For example, Laura Vīķele, a doctorate student working on recyclable cardboard wrapping at the Institute of Wood Chemistry, said that the state funding is about 46,000 euros a month for the 70 people working at the institute.
Minus expenses, it allows for a salary of about 200 euro a month for each employee. Rather than trying to make ends meet with this sum (the average salary in Latvia is about EUR 600), Laura plans to move to the country house of her father and live on unemployment benefits. She thinks she'll spend a year out of work in total.
Sometimes the employees are forced to go on unpaid vacations due to lack of funding.
Others look for work elsewhere. Kristaps Jaudzems, a leading researcher at the Institute of Organic Synthesis, had foreseen the funding troubles when the EU funds run out, so he'll go to work in France where he'll research the structures of virus molecules.
Jaudzems will try to return if he gets a chance, but he criticizes the Education Ministry for the lack of a clear policy on how to develop the hard sciences and create career opportunities here in Latvia.
"I think the most talented [scientists] who can find a place for themselves abroad will use the opportunity. They don't think they owe something to here [Latvia], because this situation shows that no one needs them here," said Jaudzems.

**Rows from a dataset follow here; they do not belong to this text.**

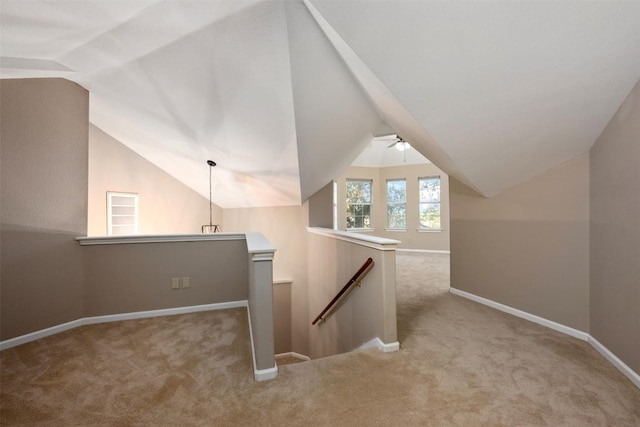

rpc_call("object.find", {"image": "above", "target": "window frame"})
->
[345,178,373,231]
[418,175,442,231]
[385,178,407,231]
[107,191,140,236]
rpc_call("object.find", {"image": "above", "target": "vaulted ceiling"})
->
[0,0,640,208]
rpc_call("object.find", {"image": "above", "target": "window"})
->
[418,176,440,230]
[107,191,138,236]
[387,179,407,230]
[347,179,371,229]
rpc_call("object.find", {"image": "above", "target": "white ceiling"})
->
[0,0,640,208]
[351,135,431,168]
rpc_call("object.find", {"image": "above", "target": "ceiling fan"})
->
[376,135,411,151]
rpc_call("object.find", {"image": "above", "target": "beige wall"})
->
[450,154,589,331]
[0,79,89,340]
[223,204,309,354]
[590,79,640,372]
[304,232,397,359]
[88,125,218,236]
[83,239,249,316]
[337,163,450,251]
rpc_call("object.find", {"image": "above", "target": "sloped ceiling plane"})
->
[0,0,640,208]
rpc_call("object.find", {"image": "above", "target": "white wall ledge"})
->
[307,227,400,251]
[245,233,276,260]
[76,233,245,246]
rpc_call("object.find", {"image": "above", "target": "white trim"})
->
[0,319,83,351]
[416,228,444,233]
[396,248,451,254]
[307,227,401,251]
[344,228,376,233]
[253,365,278,381]
[589,335,640,388]
[0,300,248,351]
[276,351,311,362]
[449,288,589,341]
[76,233,246,246]
[82,300,248,325]
[357,337,400,353]
[247,306,278,381]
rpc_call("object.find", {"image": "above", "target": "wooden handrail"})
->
[311,258,373,325]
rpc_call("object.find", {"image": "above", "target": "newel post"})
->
[247,233,278,381]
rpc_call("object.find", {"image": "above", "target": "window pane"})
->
[111,215,136,227]
[346,179,372,228]
[387,179,407,203]
[111,196,136,206]
[111,206,136,215]
[111,225,136,236]
[387,204,407,229]
[418,177,440,203]
[420,203,440,229]
[347,179,371,203]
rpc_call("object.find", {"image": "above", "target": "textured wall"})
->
[0,79,89,340]
[337,163,450,251]
[450,154,589,332]
[88,125,216,236]
[223,204,309,354]
[590,80,640,372]
[305,232,397,359]
[83,239,249,316]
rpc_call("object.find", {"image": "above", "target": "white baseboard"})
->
[589,335,640,388]
[449,288,640,388]
[82,300,248,325]
[0,319,84,351]
[0,300,248,351]
[357,337,400,353]
[253,365,278,381]
[247,306,278,381]
[276,351,311,362]
[449,288,589,341]
[396,248,451,254]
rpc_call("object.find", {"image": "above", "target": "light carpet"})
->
[0,254,640,426]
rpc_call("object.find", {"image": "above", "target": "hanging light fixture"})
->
[202,160,222,234]
[394,141,411,151]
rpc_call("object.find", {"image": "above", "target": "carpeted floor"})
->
[0,254,640,426]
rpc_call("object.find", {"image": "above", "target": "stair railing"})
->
[311,258,373,325]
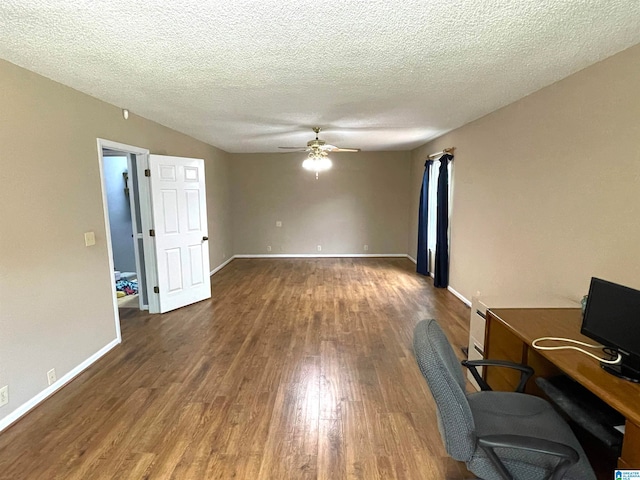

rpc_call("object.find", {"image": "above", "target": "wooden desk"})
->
[484,308,640,469]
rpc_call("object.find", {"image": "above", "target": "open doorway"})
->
[102,148,149,310]
[98,139,211,320]
[97,139,159,332]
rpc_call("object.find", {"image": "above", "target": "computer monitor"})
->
[580,277,640,382]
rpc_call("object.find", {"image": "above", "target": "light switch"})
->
[84,232,96,247]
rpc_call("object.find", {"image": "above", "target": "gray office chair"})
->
[413,320,596,480]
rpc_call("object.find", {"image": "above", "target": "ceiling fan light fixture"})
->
[302,152,333,173]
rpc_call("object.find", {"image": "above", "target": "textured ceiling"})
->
[0,0,640,152]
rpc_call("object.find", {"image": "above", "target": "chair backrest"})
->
[413,319,476,462]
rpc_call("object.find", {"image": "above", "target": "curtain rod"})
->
[429,147,456,160]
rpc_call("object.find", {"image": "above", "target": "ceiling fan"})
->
[279,127,360,180]
[278,127,360,152]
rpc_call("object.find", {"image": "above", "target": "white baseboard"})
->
[0,339,120,432]
[447,287,471,307]
[209,255,236,277]
[233,253,407,258]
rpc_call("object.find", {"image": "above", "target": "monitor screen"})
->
[581,278,640,382]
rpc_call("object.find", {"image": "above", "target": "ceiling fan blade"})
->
[322,145,360,152]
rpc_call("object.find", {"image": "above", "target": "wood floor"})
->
[0,259,472,480]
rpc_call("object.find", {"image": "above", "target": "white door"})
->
[149,155,211,313]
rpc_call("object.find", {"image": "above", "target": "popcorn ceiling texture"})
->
[0,0,640,152]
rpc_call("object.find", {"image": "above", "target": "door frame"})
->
[97,138,160,334]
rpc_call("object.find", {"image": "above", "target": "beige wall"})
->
[409,46,640,299]
[0,61,232,421]
[231,152,410,254]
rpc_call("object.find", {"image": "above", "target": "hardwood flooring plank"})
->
[0,258,472,480]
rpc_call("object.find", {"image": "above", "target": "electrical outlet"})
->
[47,368,58,385]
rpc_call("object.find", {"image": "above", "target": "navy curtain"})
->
[433,154,453,288]
[416,160,433,275]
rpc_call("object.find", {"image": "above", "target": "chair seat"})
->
[467,391,596,480]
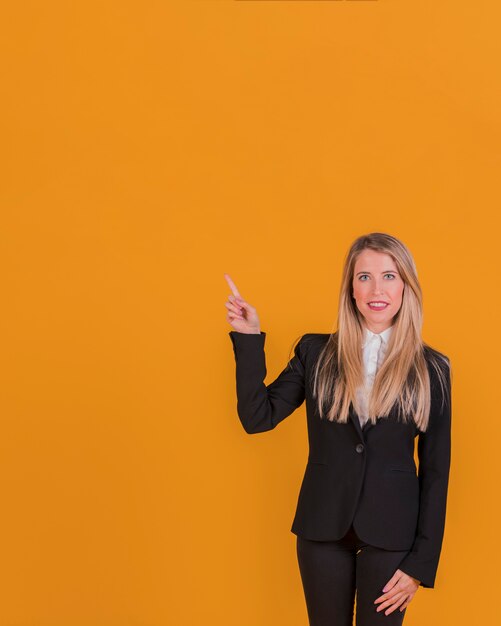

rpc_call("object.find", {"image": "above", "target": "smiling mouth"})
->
[367,300,388,310]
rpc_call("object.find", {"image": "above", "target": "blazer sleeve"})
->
[398,363,451,588]
[229,331,306,434]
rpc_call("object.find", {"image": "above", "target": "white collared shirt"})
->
[357,326,393,426]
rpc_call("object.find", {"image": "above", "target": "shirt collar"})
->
[362,324,393,348]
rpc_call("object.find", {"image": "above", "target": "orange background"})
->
[0,0,501,626]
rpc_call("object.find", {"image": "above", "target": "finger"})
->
[376,591,407,612]
[224,274,240,298]
[224,302,242,315]
[228,295,243,309]
[384,596,406,615]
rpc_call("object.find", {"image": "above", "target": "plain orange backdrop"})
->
[0,0,501,626]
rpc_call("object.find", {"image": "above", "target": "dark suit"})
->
[229,331,451,587]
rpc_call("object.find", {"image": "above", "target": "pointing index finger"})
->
[224,274,242,298]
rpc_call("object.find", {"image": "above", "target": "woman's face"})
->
[353,248,404,333]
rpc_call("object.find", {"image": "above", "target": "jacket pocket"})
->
[386,465,416,476]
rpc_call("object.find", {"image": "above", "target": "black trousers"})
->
[296,526,408,626]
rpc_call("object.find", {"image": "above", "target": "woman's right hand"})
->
[224,274,261,335]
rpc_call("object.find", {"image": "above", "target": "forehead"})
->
[355,249,397,272]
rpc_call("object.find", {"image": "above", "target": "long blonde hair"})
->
[298,232,450,431]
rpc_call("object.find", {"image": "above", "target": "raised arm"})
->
[225,274,306,434]
[229,331,306,434]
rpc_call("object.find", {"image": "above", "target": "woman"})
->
[225,233,451,626]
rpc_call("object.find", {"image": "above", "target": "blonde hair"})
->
[296,232,450,431]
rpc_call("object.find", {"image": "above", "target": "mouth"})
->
[367,300,389,311]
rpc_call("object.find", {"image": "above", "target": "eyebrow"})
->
[355,270,398,276]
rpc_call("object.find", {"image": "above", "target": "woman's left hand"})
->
[374,569,421,615]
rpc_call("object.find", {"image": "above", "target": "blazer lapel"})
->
[349,403,367,441]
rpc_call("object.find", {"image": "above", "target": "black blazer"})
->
[229,331,451,587]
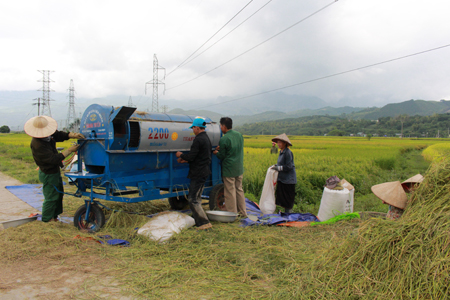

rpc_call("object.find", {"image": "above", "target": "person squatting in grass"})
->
[175,117,212,230]
[271,133,297,213]
[24,116,84,222]
[213,117,247,218]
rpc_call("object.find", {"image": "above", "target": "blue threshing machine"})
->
[65,104,224,231]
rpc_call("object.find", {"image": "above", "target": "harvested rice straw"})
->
[297,159,450,299]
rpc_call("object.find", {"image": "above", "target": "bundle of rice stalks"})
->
[299,160,450,299]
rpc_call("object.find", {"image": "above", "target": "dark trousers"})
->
[39,170,64,222]
[188,177,209,226]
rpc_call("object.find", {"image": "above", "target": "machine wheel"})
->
[73,204,105,232]
[209,183,226,210]
[169,196,189,210]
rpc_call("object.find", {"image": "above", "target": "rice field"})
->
[0,134,450,299]
[243,136,450,211]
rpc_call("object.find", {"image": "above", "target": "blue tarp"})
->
[5,182,73,223]
[241,198,319,227]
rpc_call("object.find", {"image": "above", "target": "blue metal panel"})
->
[66,104,222,209]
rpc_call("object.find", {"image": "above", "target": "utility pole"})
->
[38,70,55,117]
[33,98,41,116]
[66,79,76,128]
[145,54,166,112]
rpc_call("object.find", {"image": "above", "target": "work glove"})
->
[61,144,80,157]
[69,132,85,139]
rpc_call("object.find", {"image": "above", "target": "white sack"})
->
[138,211,195,243]
[259,168,278,214]
[344,189,355,212]
[317,187,350,222]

A number of projects have worked to return some professionals to their native country, but they face the same troubles all over again when the EU funding is interrupted.
While the situation is grave, the head of the Association of Latvian Young Scientists Egils Stalidzāns is sure that the wiggly cash flow will not destroy scientific research in Latvia.
However, he laments that the unstable material situation scares away the most pragmatic of the young scientists. Those who could work in manufacture.
Although they have shown great promise and could compete on an international level, at one point they say: "You know, Egīls, although what we did was great, we don't want to live like you do. We want a family and stability. Science, at least here in Latvia, cannot give us that."